Non deve stupire che l’uomo del Medioevo concepisse il volgere di una vita in 70 anni quando le statistiche parlano di un trentennio circa. La motivazione risiede sul fatto che l’altissima mortalità infantile e le frequenti pandemie abbassavano l’età media. Per chi però superava l’infanzia ed evitava di incappare in pestilenze poteva in effetti sperare in quattordici buoni lustri. Anche la prematura scomparsa del poeta (morirà nel 1321, a 56 anni, a seguito della malaria che aveva contratto in un viaggio diplomatico nella laguna veneta) sfiora l’eventualità di morte per pestilenza.
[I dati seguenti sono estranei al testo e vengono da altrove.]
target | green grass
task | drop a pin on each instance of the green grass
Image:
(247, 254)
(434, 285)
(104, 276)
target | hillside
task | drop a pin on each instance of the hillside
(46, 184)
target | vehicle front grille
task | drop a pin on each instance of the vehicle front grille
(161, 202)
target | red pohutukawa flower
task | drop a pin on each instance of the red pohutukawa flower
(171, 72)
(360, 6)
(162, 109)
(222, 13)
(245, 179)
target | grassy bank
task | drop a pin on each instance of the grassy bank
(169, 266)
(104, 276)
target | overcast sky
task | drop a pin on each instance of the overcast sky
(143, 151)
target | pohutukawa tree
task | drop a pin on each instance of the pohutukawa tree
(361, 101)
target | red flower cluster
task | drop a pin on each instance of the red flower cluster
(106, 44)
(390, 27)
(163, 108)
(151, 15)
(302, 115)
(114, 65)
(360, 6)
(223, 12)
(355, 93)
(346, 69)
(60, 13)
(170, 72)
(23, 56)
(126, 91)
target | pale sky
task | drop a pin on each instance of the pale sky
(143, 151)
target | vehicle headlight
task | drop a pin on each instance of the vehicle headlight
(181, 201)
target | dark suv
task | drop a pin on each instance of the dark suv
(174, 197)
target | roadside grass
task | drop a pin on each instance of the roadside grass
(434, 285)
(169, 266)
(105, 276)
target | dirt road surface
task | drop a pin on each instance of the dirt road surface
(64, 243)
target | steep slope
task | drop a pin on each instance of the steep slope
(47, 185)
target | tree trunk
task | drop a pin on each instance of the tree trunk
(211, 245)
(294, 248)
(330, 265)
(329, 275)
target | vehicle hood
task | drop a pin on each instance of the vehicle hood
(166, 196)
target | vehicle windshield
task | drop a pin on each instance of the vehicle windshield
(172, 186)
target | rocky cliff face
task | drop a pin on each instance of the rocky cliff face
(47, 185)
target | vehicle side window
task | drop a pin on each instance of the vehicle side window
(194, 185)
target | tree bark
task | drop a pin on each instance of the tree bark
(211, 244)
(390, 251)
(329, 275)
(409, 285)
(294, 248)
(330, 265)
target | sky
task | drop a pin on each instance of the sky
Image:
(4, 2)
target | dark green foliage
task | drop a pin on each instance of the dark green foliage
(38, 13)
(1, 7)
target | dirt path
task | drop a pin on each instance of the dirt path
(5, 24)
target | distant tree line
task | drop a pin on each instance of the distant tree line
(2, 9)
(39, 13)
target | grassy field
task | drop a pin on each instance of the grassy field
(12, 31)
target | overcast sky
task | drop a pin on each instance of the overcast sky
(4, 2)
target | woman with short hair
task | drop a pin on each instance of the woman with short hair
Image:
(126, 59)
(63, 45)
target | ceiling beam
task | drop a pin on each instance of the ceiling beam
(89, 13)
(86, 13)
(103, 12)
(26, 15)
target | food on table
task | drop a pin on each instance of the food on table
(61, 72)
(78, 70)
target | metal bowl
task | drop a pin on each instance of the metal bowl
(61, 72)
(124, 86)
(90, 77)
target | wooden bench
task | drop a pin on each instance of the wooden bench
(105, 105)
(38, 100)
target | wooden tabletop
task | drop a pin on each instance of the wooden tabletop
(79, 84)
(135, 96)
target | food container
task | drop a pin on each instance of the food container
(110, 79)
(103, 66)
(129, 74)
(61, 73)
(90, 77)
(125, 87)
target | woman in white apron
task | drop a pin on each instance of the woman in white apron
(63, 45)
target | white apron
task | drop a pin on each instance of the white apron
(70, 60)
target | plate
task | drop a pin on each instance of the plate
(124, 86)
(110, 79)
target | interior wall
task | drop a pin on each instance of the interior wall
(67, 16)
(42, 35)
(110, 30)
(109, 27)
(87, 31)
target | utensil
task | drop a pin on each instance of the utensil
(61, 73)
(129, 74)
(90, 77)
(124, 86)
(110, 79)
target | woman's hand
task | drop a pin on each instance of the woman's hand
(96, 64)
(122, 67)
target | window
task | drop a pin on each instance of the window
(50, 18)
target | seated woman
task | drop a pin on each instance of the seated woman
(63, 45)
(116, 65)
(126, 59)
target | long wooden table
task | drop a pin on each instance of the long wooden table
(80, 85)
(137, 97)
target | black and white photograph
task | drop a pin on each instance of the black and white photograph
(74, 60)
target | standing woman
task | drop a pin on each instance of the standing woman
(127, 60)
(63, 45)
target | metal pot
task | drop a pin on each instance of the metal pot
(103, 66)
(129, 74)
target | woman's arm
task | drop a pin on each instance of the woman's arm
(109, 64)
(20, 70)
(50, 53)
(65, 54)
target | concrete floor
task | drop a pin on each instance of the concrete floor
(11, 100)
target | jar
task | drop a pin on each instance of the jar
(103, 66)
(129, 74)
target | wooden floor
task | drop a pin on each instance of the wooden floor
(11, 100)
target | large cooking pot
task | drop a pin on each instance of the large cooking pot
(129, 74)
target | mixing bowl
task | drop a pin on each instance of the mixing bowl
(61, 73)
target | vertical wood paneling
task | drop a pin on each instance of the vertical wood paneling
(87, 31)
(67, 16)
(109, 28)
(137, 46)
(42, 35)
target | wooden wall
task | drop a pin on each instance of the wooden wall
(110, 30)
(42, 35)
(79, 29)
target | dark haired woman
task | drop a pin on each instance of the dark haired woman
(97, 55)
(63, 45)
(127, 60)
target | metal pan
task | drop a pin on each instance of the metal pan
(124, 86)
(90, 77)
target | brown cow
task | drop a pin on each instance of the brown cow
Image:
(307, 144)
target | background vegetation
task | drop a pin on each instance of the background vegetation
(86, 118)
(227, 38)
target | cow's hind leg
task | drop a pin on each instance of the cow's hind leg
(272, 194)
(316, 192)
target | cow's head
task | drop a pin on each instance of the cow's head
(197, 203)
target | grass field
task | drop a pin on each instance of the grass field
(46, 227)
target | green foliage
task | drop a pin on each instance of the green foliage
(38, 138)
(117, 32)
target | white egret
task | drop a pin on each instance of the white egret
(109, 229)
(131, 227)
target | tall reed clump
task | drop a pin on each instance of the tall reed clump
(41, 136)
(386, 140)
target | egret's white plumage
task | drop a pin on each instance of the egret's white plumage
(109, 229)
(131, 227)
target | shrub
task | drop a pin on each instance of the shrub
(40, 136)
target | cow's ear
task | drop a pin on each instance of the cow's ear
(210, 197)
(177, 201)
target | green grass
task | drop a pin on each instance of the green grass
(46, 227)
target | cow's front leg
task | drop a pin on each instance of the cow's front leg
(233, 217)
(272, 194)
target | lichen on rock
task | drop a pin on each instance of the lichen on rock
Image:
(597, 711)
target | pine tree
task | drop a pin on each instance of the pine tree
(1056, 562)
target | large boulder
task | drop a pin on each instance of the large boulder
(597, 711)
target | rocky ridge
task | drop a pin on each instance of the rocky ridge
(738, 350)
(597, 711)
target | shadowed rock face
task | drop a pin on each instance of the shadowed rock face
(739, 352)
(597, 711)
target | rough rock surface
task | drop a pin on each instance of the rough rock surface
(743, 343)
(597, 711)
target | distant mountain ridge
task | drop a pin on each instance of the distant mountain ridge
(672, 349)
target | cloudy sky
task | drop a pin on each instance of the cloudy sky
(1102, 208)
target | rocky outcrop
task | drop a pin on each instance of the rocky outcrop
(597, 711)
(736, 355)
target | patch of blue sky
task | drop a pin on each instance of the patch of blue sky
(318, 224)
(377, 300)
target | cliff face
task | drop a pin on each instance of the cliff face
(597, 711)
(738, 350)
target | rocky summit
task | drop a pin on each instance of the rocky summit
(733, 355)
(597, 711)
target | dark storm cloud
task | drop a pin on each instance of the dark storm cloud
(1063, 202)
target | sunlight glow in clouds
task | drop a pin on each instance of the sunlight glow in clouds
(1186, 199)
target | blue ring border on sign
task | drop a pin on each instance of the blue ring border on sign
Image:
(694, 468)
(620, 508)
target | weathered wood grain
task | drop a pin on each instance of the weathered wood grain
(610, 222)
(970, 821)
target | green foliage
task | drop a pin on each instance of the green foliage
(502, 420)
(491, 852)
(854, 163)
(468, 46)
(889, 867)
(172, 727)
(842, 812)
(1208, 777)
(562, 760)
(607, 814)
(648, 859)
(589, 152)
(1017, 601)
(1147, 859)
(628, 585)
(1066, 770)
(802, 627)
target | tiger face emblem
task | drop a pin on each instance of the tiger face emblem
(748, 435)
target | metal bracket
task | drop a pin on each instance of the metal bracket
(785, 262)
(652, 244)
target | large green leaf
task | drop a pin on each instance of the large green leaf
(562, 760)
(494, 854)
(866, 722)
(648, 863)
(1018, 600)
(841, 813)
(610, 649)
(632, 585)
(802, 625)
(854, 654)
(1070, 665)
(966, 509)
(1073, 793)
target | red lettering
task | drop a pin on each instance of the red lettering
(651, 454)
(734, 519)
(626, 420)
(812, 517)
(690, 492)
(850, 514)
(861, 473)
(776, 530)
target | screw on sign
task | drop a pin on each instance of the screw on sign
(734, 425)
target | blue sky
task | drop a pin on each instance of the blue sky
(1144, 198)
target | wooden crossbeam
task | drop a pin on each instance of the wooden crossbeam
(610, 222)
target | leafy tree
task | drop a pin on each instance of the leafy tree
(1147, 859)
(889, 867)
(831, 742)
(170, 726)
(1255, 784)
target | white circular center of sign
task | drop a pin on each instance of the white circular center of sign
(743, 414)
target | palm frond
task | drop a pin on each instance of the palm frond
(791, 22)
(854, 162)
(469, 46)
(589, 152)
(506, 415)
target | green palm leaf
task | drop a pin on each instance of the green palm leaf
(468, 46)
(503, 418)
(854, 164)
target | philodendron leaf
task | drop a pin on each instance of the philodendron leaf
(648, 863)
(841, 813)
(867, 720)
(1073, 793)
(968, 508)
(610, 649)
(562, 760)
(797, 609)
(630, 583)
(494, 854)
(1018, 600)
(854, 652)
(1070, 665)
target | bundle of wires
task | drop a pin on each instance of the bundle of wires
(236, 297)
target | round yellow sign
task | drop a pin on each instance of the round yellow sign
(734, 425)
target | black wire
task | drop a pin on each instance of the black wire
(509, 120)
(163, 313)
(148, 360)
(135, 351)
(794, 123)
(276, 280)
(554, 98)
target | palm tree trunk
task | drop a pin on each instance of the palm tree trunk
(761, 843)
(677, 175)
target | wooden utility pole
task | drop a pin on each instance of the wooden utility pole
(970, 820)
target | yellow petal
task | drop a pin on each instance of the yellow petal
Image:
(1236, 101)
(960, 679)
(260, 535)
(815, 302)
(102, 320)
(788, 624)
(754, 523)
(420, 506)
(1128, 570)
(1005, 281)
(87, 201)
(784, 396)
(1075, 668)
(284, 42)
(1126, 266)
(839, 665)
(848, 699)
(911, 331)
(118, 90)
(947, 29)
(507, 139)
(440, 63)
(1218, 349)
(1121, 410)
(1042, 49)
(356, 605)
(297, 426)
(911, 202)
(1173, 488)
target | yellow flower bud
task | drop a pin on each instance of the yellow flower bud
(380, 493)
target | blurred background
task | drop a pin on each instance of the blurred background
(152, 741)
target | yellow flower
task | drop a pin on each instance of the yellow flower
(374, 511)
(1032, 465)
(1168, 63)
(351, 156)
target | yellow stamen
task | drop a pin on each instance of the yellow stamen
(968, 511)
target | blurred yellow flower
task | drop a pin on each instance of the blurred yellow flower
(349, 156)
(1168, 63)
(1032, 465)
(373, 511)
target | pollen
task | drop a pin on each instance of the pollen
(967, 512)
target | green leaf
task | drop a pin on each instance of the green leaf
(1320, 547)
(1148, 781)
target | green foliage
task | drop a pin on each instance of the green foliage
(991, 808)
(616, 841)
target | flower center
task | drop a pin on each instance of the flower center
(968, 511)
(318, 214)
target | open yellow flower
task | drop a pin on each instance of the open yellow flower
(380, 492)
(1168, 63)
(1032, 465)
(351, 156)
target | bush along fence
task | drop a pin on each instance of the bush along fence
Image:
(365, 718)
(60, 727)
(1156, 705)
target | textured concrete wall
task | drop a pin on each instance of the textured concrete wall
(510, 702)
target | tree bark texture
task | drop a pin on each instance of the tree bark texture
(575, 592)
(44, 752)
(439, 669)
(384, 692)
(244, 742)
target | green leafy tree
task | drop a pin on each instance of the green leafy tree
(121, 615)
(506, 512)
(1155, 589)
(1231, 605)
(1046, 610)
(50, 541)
Ma torniamo alla questione centrale del discorso. Poiché Dante considera l’intero ciclo di una vita pari a 70 anni, allora il mezzo del cammino significa trentacinque anni, ed essendo nato nel 1265, siamo nell’anno 1300. Certo, si potrebbe argomentare anche che il «mezzo» si debba intendere in maniera generica. Come nel citato passo del Convivio si legge Dante potrebbe intendere fra 30 e 40 anni. Con solamente questo rimando la data del viaggio immaginario si restringe all’intervallo compreso fra il 1295 ed il 1305. Alcuni critici sostengono infatti che l’anno sia il 1301. Non ci esimeremo dal tenerne conto. In effetti i passi esclusivamente astronomici si conciliano meglio così, ma esamineremo questi elementi nel corso della trattazione.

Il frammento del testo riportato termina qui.